El milagro de la IIª Defenestración de Praga

El 23 de mayo de 1618 sucedió el milagro tras la IIª Defenestración de Praga, después de cuatro diputados católicos se encontraron frente a una multitud enfurecida de protestantes en la Cancillería de Bohemia. Los protestantes, encabezados por el conde Jindřich Thurn, exigieron saber si los burgraves habían aconsejado a Fernando que ignorara la Carta de Majestad.

Aunque dos de los burgraves se declararon inocentes y fueron liberados, los otros dos no tuvieron tanta suerte. El conde Villem Slavata, el conde Jaroslav Martinitz y su secretario Philip Fabricius fueron detenidos por la multitud cada vez más furiosa de protestantes.

Cómo se desarrolló la defenestración de Praga

“Ustedes son enemigos de nosotros y de nuestra religión”, declaró Thurn. Usted “ha deseado privarnos de nuestra Carta de Majestad, [usted] ha acosado horriblemente a sus súbditos protestantes… y ha tratado de forzarlos a adoptar su religión contra su voluntad…”

A la multitud, añadió: «Si mantuviéramos vivos a estos hombres, perderíamos la Carta de Majestad y nuestra religión, y todos nosotros seríamos despojados y privados de nuestras vidas, honor y propiedad, porque no puede haber no se puede obtener justicia de ellos o por ellos…”

Aún así, Martinitz y Slavata asumieron que Thurn no haría nada peor que simplemente arrestarlos. Se volvieron con confianza hacia la multitud.

“Dado que esto se refiere a la voluntad de Dios, la religión católica y la voluntad del emperador”, dijo Martinitz, “soportaremos todo con alegría y paciencia”.

Pero luego los tres católicos fueron capturados por los enojados protestantes. Mientras Martinitz, Slavata y Fabricius gritaban pidiendo ayuda a la Virgen María, los protestantes los obligaron a acercarse a una ventana abierta.

Martinitz salió volando de cabeza primero. Slavata se aferró al marco de la ventana hasta que alguien lo golpeó. Y Fabricio fue arrojado sin miramientos tras ellos. Los tres hombres cayeron casi 22 metros al suelo en una cacofonía de «¡Jesús!» “María” y “¡Dios ten piedad!”

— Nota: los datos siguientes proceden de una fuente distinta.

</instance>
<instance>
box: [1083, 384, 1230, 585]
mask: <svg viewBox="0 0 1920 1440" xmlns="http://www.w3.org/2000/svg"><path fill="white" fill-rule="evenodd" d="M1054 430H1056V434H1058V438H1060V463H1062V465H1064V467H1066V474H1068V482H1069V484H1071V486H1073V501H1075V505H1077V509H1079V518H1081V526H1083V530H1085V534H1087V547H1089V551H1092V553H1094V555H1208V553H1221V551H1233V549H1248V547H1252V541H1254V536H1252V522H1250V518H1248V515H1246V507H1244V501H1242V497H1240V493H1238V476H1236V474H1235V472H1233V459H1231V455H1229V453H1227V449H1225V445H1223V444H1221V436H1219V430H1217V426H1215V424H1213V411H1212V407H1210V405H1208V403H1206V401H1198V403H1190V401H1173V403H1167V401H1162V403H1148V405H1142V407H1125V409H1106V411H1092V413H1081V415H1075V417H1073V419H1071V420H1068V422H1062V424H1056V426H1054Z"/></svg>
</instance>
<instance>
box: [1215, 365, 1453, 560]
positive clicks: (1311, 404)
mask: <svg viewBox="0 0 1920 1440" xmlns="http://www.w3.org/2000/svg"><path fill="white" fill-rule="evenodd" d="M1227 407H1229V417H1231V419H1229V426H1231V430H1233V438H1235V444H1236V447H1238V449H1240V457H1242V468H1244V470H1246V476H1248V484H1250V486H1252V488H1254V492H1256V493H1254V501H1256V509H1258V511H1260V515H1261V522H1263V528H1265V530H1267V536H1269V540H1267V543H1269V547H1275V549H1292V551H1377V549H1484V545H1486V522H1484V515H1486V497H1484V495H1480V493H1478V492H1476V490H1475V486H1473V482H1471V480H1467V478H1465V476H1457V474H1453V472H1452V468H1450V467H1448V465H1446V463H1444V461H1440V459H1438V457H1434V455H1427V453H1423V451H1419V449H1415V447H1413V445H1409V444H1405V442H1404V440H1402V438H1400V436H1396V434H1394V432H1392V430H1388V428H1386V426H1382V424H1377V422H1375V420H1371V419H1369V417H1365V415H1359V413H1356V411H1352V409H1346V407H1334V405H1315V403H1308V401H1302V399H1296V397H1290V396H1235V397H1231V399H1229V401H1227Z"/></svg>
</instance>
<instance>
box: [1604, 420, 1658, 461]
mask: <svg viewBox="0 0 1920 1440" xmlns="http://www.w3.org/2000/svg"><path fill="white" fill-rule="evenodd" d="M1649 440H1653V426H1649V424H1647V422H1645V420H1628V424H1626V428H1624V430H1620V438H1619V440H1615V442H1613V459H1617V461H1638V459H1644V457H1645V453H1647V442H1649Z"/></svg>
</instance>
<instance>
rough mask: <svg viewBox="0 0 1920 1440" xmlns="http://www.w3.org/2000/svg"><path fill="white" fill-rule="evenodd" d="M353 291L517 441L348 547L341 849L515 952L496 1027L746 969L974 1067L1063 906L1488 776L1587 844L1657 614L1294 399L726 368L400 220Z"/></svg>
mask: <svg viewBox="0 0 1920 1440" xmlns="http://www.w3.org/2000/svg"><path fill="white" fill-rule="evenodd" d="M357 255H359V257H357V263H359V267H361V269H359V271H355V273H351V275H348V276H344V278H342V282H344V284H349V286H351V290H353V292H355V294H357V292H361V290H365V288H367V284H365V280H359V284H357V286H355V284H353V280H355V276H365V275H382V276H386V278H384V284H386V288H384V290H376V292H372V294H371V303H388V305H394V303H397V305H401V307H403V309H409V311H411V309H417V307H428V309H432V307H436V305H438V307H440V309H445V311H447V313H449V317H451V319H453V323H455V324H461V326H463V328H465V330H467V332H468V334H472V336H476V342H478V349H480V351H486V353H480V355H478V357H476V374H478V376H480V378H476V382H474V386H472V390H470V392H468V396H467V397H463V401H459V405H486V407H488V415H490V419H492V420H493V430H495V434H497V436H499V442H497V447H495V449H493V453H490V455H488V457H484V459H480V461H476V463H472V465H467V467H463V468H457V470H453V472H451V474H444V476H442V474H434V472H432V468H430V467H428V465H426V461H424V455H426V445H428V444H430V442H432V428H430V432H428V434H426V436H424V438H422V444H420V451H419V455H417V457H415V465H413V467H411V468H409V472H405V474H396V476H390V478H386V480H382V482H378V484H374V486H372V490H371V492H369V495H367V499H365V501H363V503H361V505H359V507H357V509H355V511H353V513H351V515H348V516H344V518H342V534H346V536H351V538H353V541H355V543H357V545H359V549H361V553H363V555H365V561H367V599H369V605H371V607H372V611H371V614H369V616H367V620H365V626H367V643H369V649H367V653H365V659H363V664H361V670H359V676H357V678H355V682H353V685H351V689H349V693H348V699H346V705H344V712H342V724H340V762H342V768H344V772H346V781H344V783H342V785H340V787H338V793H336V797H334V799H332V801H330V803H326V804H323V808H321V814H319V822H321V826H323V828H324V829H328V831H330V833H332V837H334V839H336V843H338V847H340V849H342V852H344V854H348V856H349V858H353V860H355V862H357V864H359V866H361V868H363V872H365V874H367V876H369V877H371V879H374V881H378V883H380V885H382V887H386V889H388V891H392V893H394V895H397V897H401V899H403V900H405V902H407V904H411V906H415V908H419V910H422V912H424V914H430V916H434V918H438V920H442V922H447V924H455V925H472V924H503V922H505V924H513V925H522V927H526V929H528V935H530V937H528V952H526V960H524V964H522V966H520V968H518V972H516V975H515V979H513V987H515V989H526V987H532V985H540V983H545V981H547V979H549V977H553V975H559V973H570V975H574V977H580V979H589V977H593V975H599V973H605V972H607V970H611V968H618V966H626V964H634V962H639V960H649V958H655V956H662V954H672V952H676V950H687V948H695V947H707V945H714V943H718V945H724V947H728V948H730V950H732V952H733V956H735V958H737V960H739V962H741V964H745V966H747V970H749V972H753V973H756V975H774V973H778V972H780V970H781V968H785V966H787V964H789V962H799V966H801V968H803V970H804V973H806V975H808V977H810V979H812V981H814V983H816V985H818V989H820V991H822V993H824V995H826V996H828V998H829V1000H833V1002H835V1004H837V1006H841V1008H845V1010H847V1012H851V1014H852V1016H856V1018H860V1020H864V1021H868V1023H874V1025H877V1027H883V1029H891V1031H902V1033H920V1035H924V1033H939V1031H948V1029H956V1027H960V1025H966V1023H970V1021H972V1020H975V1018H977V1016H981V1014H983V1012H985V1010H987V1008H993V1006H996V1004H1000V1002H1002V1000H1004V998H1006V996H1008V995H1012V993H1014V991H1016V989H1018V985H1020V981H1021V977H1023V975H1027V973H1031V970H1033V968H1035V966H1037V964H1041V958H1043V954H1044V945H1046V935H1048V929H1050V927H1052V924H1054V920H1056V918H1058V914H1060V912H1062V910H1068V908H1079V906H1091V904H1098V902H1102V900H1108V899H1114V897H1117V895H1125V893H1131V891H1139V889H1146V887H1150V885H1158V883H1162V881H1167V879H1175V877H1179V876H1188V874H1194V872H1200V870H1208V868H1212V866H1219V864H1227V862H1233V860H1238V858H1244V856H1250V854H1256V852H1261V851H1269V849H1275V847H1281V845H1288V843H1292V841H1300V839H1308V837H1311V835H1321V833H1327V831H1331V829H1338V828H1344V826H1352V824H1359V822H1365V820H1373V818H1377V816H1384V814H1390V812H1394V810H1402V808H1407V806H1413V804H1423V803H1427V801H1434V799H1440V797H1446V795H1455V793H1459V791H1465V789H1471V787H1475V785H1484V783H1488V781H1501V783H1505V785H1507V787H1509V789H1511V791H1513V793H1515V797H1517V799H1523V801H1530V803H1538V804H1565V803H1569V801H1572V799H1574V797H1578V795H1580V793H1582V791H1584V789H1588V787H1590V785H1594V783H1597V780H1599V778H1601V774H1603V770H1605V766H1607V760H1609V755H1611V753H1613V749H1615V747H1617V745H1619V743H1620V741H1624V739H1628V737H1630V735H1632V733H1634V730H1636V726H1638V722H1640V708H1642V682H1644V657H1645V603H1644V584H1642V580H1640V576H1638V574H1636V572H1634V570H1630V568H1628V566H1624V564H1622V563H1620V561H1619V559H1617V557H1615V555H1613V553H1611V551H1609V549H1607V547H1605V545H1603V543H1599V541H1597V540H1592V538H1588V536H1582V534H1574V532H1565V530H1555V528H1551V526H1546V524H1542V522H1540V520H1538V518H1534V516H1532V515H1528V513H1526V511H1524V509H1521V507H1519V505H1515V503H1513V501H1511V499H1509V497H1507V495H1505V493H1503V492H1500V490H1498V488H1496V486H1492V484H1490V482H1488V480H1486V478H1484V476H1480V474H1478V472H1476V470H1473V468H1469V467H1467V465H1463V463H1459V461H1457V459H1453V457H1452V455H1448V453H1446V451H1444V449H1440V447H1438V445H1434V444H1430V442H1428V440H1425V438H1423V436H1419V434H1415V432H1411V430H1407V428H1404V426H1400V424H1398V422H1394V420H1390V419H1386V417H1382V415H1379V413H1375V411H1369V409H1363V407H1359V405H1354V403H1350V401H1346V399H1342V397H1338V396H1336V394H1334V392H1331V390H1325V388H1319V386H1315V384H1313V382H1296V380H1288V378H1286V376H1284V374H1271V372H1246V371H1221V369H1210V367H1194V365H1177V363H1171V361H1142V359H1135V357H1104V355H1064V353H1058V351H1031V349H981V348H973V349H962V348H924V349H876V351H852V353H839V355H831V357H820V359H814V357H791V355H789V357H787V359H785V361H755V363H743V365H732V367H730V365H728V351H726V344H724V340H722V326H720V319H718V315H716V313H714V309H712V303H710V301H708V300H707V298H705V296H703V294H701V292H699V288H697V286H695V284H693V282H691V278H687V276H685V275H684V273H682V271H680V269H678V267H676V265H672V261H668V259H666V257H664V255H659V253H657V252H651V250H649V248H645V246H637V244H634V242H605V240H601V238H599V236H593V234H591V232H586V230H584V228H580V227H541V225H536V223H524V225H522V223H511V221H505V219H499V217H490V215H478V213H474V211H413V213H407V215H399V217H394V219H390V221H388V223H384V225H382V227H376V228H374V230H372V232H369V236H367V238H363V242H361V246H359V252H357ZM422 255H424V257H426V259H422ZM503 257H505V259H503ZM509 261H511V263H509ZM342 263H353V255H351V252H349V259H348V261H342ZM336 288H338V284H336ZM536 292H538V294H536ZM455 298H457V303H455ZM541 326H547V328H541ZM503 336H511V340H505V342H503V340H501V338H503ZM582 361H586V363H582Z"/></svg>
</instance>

El milagro de la IIª Defenestración de Praga

Pero cuando los protestantes se reunieron en la ventana para mirar a sus víctimas, vieron con sorpresa que los tres funcionarios católicos habían sobrevivido.

Martinitz y Fabricius se levantaron de un salto y huyeron. Slavata, inconsciente, fue recogido por sus sirvientes y llevado a un lugar seguro.

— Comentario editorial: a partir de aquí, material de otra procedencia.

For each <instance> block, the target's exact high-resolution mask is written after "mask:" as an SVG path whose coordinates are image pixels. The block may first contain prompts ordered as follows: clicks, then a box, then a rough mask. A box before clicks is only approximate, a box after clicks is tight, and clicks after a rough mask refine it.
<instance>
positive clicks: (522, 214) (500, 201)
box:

¿Cómo sobrevivieron los hombres a esta primera Defenestración de Praga? Los católicos afirmaron rápidamente que la intervención divina había salvado la vida de los burgraves. Insistieron en que la Virgen María debe haber escuchado las súplicas de los hombres condenados y los salvó.

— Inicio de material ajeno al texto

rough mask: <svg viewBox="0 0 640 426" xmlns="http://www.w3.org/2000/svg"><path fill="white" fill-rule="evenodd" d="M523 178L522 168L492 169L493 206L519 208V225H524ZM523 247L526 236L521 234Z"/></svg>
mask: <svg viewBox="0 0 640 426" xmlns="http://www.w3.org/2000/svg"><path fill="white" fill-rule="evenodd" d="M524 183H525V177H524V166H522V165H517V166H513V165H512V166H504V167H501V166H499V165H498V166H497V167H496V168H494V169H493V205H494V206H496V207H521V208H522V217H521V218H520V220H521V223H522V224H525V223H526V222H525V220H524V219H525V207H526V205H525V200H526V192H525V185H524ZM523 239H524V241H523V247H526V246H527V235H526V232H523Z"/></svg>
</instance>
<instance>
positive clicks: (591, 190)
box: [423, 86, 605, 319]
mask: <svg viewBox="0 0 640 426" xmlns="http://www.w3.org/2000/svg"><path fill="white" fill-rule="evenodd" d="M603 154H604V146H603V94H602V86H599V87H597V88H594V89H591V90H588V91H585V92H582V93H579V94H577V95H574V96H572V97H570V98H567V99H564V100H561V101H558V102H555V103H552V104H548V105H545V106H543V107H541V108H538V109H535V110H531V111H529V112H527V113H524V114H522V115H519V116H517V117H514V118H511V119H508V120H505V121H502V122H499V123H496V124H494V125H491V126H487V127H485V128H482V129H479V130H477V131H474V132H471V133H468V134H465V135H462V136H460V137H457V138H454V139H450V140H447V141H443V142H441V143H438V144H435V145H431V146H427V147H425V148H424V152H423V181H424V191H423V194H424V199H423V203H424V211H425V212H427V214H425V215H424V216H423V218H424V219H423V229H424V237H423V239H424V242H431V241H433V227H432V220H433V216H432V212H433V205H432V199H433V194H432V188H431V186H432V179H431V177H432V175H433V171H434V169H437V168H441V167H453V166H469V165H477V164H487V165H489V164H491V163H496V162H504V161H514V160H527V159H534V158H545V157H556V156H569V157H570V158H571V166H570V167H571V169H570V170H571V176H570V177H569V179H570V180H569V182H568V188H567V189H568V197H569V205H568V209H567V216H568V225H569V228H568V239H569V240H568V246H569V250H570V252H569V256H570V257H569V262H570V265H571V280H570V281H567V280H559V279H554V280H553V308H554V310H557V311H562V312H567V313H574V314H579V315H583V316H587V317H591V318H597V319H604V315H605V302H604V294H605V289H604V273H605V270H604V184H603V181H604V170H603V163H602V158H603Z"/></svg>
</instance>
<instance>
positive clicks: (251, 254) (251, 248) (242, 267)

Pero los protestantes dijeron que la explicación no tenía nada que ver con Dios. En cambio, declararon que los tres funcionarios católicos simplemente habían caído en una gran pila de estiércol de caballo. El estiércol, aparentemente, había amortiguado su caída y les había salvado la vida.

Aunque nadie murió durante la IIª Defenestración de Praga, tuvo un impacto violento. Los funcionarios católicos acudieron inmediatamente a Fernando para contarle lo sucedido. Y Ferdinand juró vengarse.